Main findings: ~10% died within 1 year, ~20% within 5 years. Of those who survived to 5-year followup, score on the SF-36 physical health survey was reduced 1 SD relative to age-matched controls. At 5-year follow-up, 77% of patients had returned to work, of which 94% of these patients returned to their original work.
Responding to this news article which is responding to Bornstein et al on the subject of diabetes as a complication of COVID-19 infection.
The paper is primarily about management of COVID19 in patients with existing diabetes, rather than the risk of new-onset diabetes as a result of COVID infection, so it’s on shakier ground than you might expect given the news article. The relevant arguments given are: (1) pancreatic beta cells express ACE2 in a mouse model, (2) SARS1 was known to directly damage pancreatic beta cells, and (3) Italian physicians anecdotally report a high rate of DKA in new-onset COVID19 patients (no percentage or citation).
This is strong enough to convince me that this is a thing that happens, for at least a non-negligible (but not necessarily large) subset of the patients who are admitted to ICU.
Some background for people less familiar with diabetes. Pancreatic beta cells produce insulin, which is a hormone that signals to the rest of the body that they should eat the sugar that’s in the blood. Under normal circumstances, this keeps blood sugar within a narrow range (70-110mg/dL). However, if the pancreas is damaged or if the pancreatic-function-to-body-size ratio is too low, it can’t produce enough insulin, so blood sugar rises higher than it’s supposed to. Very high blood sugar is toxic to pancreatic beta cells themselves, causing a feedback loop which leads to a state called diabetic ketoacidosis (DKA), which is reliably fatal if left untreated.

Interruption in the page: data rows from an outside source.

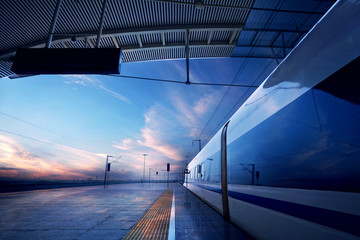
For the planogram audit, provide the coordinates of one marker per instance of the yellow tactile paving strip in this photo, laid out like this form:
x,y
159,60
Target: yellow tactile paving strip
x,y
155,222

For SARS1, https://www.ncbi.nlm.nih.gov/pmc/articles/PMC7088164/ says:
Unfortunately the paper didn’t say how many of those patients had gotten as far as DKA, as opposed to developing diabetes short of DKA in a hospital setting and having it treated promptly. I haven’t verified this yet, but my prior belief was that anyone who enters DKA is probably going to be diabetic forever.
This is all separate from the question of whether there’s a lasting risk of diabetes in patients who were not hospitalized, or who survived their hospitalization without obvious blood sugar complications. This is a hard question; it seems plausible, but we don’t yet have empirical evidence either way. My guess is probably some increased risk, but not a very large one, and decreasing over time.
I’ve seen the following quote:
“Moreover, reportedly the virus does serious damage to people’s lower respiratory systems — supposedly it can take “…at least six months for patients to recover heart and lung function.” If this becomes endemic across the world, even developed nation’s healthcare systems will struggle to provide care.” https://www.cassandracapital.net/post/coronavirus-the-status-of-the-outbreak-and-4-possible-scenarios″
I now believe we’re hearing “even though the mortality per infection is well under 1% here are the terrible things besides dying that might happen to you” more because maximum scaremongering earns clicks and leads to improved compliance w/ sanitation/isolation measures we want. Personally I think the evidence that this is more or less hard to recover from if it doesn’t kill you than any other viral illness just isn’t there (though there are many identified differences in mechanism). For example, should we expect people with antibodies who never noticed symptoms to be impaired for 6 months? Not noticably.